While there are a few notable and laudable collective voluntary movements that address the problem, such as the Retake Roma group, few local people appear to take the initiative to act individually or to form impromptu collective action to fix minor problems in their immediate surroundings. They feel the comune should do it – after all, as part of local taxation they pay an unjustifiably high fee to AMA – and so from observation, most residents of the city will walk past a large piece of trash even if it is next to a trash can, without it ever occurring to them that perhaps they themselves could spend a few seconds doing something mildly inconvenient for the sake of the common good.
While some Romans like to blame tourists or foreigners in general for littering, it isn’t tourists and foreigners that we see every day in the suburbs throwing fast food bags out of car windows, dropping empty cigarette butts and Heets packets on the sidewalk, or throwing empty plastic water bottles over their shoulders when they’ve finished with them. Indeed during the pandemic when tourism stopped completely, the trash problem continued unabated.
In fact it is only the main tourist centers that are clean, at least relatively so compared to the majority of the city.
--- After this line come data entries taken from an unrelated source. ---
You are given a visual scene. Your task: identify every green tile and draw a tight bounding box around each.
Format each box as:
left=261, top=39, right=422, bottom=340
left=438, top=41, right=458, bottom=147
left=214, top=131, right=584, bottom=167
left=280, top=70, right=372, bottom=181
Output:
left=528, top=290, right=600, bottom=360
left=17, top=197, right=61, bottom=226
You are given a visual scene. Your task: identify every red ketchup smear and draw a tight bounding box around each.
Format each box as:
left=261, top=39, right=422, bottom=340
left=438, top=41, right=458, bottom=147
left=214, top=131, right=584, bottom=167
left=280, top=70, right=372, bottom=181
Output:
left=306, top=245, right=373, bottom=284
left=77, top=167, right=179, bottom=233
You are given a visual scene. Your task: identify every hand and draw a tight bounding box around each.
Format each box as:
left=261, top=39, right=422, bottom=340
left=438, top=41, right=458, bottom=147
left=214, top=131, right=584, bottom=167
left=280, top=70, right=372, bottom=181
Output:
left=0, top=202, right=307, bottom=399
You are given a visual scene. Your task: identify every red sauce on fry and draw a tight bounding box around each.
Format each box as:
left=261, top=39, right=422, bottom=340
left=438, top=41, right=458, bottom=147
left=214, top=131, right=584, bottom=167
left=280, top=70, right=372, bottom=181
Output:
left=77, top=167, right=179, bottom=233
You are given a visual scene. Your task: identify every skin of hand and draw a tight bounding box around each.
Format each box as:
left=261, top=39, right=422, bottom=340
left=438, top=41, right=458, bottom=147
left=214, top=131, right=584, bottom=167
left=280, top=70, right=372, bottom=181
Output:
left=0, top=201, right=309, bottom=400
There, AMA definitely does its best (the emptying of the dumpsters in Villa Borghese in the early morning is military in its precision and attention to detail, involving seven trucks and a troop of smartly uniformed operatives).
This is not to denigrate the Roman population per se: but while the majority of Romans are respectful of their environment, visible littering by others is ignored, almost tolerated, by those who themselves do not litter, rather than publically shaming the perpetrator: “I didn’t do it, so why should I fix it?”
As a visitor to Rome, what can I do about the trash?
Nothing about this article changes the wonder and majesty of Rome, but it does explain a shameful problem that we who live here have to endure every day.
If you’re visiting, the only thing you can really do is to try not to contribute to the problem: if the nearest trash can to you is overflowing, please carry the trash with you until you can dispose of it in the next suitable receptacle, be that trash can or (the correct type of) dumpster. If you see an obvious and easy-to-dispose-of piece of trash on the street, maybe help by picking it up.
Such is the problem that one form of “street theater” begging has arisen in the last five or six years: men will take a broom and render a section of street pristine in exchange for a few coins. They should be encouraged, even though a few hours after they have departed, the street will revert to its previous state. Alas, the same goes for the laudable attempts of Retake Roma – they choose an area, pick up the trash, clean graffiti off walls, make it pristine, but days later it’s as if they were never there.
In our opinion the only way to change things sustainably is a fundamental, root-and-branch reform of the systems, while at the same time, local residents need to find a way to build small acts of altruism into their daily lives.
There’s not a lot else that you, as a visitor, can do. Maybe write a letter to the mayor expressing your disappointment. But shame is not an emotion that many politicians experience these days.
Rome is the eternal city, and hope springs eternal too: we hope that this horrible problem will one day be resolved, but we won’t be holding our breaths – unless we’re walking past a dumpster during the summer.